The editor of my Classic Car magazine takes on the collector-car crowd for being upset with ‘70s/‘80s/‘90s cars. Older car-guys like me are dying off: “The Moving Finger writes; and, having writ, Moves on...”
I have a hard time thinking a late ‘70s Toyota is classic, but I’m an oldster.
Classic Car magazine is becoming what Special-Interest Autos became. Ferrin cars as well as American. Classic Cars promised it wouldn’t do that, and now it is — I didn’t forget.
Owning a ’55 Olds would be pleasant, but I wouldn’t go anywhere with it. Modern cars are what I’m used to; a ’55 Olds only looks nice.
No ‘50s cars for this kid; and no visor above the “Wraparound windshield” as on this ’55 Olds. (That visor looks stupid.)

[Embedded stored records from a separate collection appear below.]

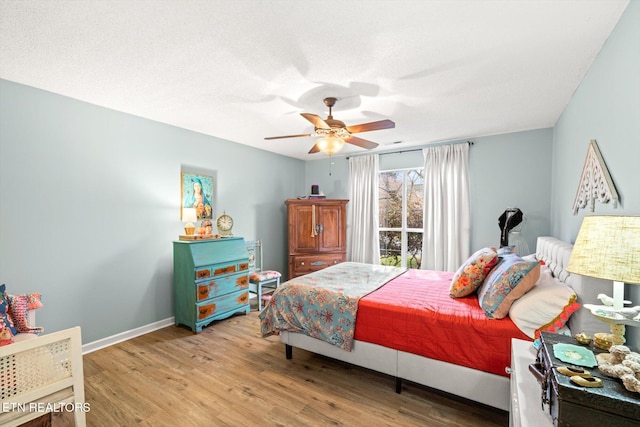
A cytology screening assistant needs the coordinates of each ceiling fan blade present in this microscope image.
[300,113,331,129]
[309,144,320,154]
[264,133,311,139]
[347,119,396,133]
[345,135,378,150]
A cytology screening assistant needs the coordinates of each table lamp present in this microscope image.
[567,215,640,345]
[182,208,198,236]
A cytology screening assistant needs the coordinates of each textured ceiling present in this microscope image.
[0,0,628,160]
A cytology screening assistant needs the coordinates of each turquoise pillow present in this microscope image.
[478,254,540,319]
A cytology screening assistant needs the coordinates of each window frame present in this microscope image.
[378,167,424,268]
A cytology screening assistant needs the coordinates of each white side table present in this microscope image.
[509,339,553,427]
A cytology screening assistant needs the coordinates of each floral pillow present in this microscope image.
[0,284,18,345]
[449,247,498,298]
[478,254,540,319]
[9,293,44,335]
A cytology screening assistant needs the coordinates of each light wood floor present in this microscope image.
[63,310,508,427]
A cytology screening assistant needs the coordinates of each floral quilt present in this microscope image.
[260,262,406,351]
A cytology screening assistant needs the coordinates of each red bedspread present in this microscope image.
[355,270,530,376]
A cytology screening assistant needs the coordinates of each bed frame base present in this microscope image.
[280,331,510,411]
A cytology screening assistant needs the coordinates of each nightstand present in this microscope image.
[509,339,553,427]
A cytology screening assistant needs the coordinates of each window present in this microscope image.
[378,168,424,268]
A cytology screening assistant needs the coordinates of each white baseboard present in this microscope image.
[82,317,175,354]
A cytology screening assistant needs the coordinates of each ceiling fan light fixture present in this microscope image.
[314,127,351,139]
[316,136,344,156]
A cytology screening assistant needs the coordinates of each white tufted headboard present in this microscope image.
[536,236,613,335]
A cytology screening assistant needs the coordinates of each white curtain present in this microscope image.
[421,143,470,271]
[347,154,380,264]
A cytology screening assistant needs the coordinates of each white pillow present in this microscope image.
[509,265,580,339]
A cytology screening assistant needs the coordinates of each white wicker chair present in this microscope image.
[246,240,282,311]
[0,327,89,427]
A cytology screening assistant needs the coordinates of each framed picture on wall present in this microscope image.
[180,172,213,220]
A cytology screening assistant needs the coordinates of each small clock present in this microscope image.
[216,211,233,236]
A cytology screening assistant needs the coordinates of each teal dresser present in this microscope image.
[173,237,249,332]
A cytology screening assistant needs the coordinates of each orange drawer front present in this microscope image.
[196,273,249,301]
[196,290,249,320]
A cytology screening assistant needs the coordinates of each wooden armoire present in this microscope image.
[285,199,349,280]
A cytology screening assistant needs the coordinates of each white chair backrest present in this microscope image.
[246,240,262,273]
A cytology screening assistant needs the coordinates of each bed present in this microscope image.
[260,237,610,410]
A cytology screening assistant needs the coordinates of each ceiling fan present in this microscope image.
[265,97,396,156]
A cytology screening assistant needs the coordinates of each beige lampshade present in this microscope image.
[316,136,344,156]
[567,215,640,284]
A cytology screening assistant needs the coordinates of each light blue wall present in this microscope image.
[306,129,553,258]
[551,0,640,348]
[0,81,305,343]
[0,1,640,343]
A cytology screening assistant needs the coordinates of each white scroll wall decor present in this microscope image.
[573,139,618,215]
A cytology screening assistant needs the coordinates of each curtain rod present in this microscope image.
[345,141,473,160]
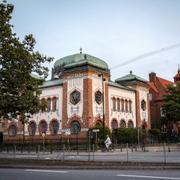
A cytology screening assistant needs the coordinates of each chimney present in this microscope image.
[174,65,180,83]
[149,72,156,82]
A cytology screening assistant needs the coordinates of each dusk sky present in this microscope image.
[7,0,180,80]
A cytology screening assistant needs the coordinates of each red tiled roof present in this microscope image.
[156,76,173,88]
[148,82,158,93]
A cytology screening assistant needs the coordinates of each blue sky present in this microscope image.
[8,0,180,80]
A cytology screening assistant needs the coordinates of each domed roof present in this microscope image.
[54,53,108,70]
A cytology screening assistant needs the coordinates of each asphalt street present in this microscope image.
[0,151,180,163]
[0,169,180,180]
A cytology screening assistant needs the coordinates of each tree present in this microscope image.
[163,83,180,122]
[0,1,53,123]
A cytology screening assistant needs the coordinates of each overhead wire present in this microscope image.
[110,44,180,69]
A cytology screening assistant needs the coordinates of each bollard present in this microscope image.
[50,145,53,154]
[88,134,91,161]
[62,144,65,161]
[37,145,40,158]
[163,143,166,164]
[14,145,16,158]
[126,143,129,162]
[93,144,94,161]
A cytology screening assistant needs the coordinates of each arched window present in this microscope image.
[129,100,132,113]
[52,97,57,112]
[141,99,146,111]
[121,99,124,112]
[112,97,116,111]
[117,98,120,112]
[120,119,126,128]
[47,98,51,112]
[41,98,47,112]
[128,120,134,128]
[71,121,81,134]
[95,91,103,104]
[28,121,36,136]
[125,99,128,112]
[70,90,81,105]
[39,120,47,134]
[8,124,17,136]
[111,119,118,130]
[51,120,59,134]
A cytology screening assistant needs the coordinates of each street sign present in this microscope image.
[60,128,71,133]
[92,129,99,132]
[81,128,89,132]
[0,123,3,132]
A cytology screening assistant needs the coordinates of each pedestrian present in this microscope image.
[104,135,112,151]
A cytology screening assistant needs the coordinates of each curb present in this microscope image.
[0,158,180,170]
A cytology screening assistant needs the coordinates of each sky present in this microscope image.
[6,0,180,81]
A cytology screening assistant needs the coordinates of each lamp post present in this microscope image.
[99,73,105,142]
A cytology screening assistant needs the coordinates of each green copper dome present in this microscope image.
[54,53,108,70]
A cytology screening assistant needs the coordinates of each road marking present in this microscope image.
[25,169,67,173]
[116,174,180,180]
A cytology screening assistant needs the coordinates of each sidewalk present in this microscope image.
[0,147,180,169]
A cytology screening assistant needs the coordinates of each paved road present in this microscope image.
[0,151,180,163]
[0,169,180,180]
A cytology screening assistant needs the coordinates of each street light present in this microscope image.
[98,73,105,142]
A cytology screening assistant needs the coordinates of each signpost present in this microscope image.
[0,122,3,144]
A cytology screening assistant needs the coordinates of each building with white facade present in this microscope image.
[4,52,150,140]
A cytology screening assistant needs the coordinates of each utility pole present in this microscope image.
[99,73,105,142]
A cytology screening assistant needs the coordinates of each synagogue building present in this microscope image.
[3,52,150,141]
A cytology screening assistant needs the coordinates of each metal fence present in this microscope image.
[0,142,180,164]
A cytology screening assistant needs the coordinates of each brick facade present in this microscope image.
[82,78,94,127]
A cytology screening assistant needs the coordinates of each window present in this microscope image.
[9,125,17,136]
[112,97,116,111]
[71,121,81,134]
[120,119,126,128]
[125,100,128,112]
[117,98,120,112]
[52,97,57,112]
[129,100,132,113]
[28,121,36,136]
[70,90,80,105]
[51,120,59,134]
[39,120,47,134]
[47,98,51,112]
[95,91,103,104]
[141,99,146,111]
[128,120,134,128]
[41,98,47,112]
[111,119,118,130]
[121,99,124,112]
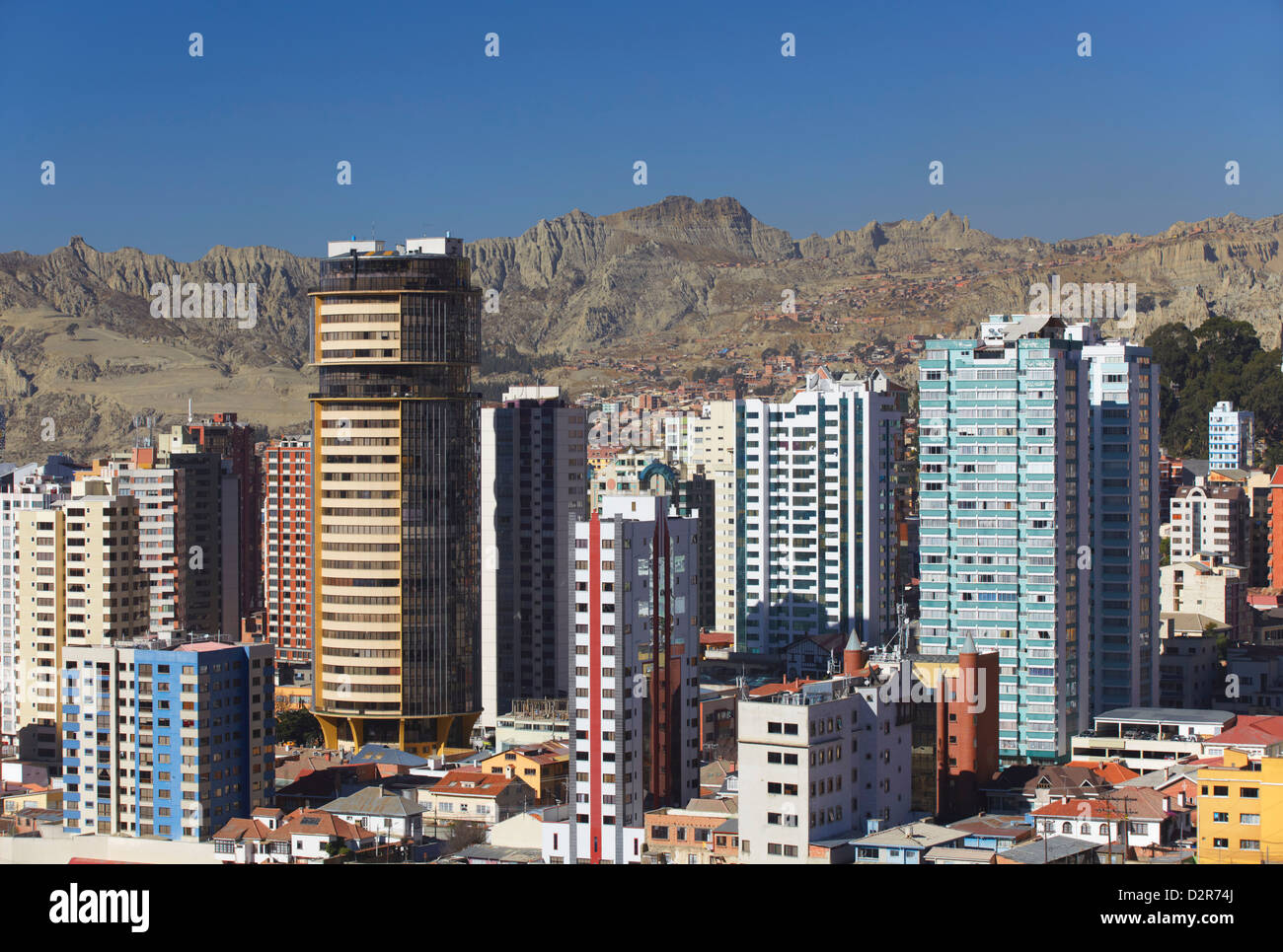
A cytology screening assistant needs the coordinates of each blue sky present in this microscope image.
[0,0,1283,260]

And now Oldsmobile is GONE; victim of the Japanese auto invasion, and now even South Korea. Oldsmobile marketed some of the all-time classics, particularly the front-wheel-drive Toronado.
The Toro is a lotta car; the ’55 Olds is ordinary. But for 1955 you could buy a great-looking ordinary car. Compare it to some of the wretched excess that came later.
A ’56 Olds looks debatable, and by 1957 Olds was bloated.

• “The Moving Finger writes; and, having writ, Moves on...” is from the Rubáiyát of Omar Khayyám.
Special-Interest Autos failed.
• A “Wraparound windshield” is a one-piece windshield that wraps down around the corners. A techno-marvel that went outta style because that lower corner caught knees.